Finally! Groups of normalistas were trying to take over "casetas" on the Autopista del Sol in Guerrero, and they were stopped (and some arrested) by the "federales".

El Universal - Los Estados - Impiden federales 'toma' de caseta de Palo Blanco


----------



## Cristobal (Nov 25, 2014)

Just from curiousity, Isla. Why such glee at hearing that news?


----------



## Isla Verde (Oct 19, 2011)

Cristobal said:


> Just from curiousity, Isla. Why such glee at hearing that news?


Because the normalistas have been getting away with this kind of behvior for years, not to mention commandeering public buses to take them to demonstrations and hijacking trucks carrying soda and sabritas. And these are the future teachers of Mexico?


----------



## Cristobal (Nov 25, 2014)

Isla Verde said:


> Because the normalistas have been getting away with this kind of behvior for years, not to mention commandeering public buses to take them to demonstrations and hijacking trucks carrying soda and sabritas. And these are the future teachers of Mexico?

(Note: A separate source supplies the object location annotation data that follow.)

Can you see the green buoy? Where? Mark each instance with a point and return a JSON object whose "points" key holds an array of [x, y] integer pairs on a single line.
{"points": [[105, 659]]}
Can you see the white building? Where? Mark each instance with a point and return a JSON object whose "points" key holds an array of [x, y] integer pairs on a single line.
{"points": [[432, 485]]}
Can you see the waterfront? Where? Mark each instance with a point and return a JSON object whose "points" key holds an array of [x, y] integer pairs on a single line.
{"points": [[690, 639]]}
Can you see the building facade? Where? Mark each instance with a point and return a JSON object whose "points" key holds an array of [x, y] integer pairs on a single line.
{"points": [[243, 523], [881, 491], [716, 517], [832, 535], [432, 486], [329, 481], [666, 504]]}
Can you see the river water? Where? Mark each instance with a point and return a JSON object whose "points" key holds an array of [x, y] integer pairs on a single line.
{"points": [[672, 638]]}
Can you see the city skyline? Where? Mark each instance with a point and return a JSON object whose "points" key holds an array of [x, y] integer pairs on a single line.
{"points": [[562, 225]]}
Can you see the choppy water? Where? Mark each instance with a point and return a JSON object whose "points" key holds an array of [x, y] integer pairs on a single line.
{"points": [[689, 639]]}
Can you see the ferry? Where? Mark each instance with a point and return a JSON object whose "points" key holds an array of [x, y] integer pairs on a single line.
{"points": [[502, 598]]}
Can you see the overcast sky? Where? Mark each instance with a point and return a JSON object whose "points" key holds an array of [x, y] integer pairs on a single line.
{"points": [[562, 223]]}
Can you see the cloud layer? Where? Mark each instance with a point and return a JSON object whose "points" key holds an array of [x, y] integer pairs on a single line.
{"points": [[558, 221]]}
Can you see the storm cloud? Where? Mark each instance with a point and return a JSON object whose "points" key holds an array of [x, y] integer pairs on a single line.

I imagine a few will become full time teachers but many will find other lines of work. None of my children received instruction from a normalista trained teacher. I hope I am not out of line by again asking why you seem to derive such personal satisfaction from today's news?


----------



## coondawg (May 1, 2014)

Borderland Beat: Trickery in the normalista assassin's perp walk-Handcuffed? Nope, water-bottled!

An interesting (to me) group of pictures of the confessed "mad man" murderer of 39 of the 43. And, a comparison of his treatment and that of the "mad man" Dr. Mireles' treatment.


----------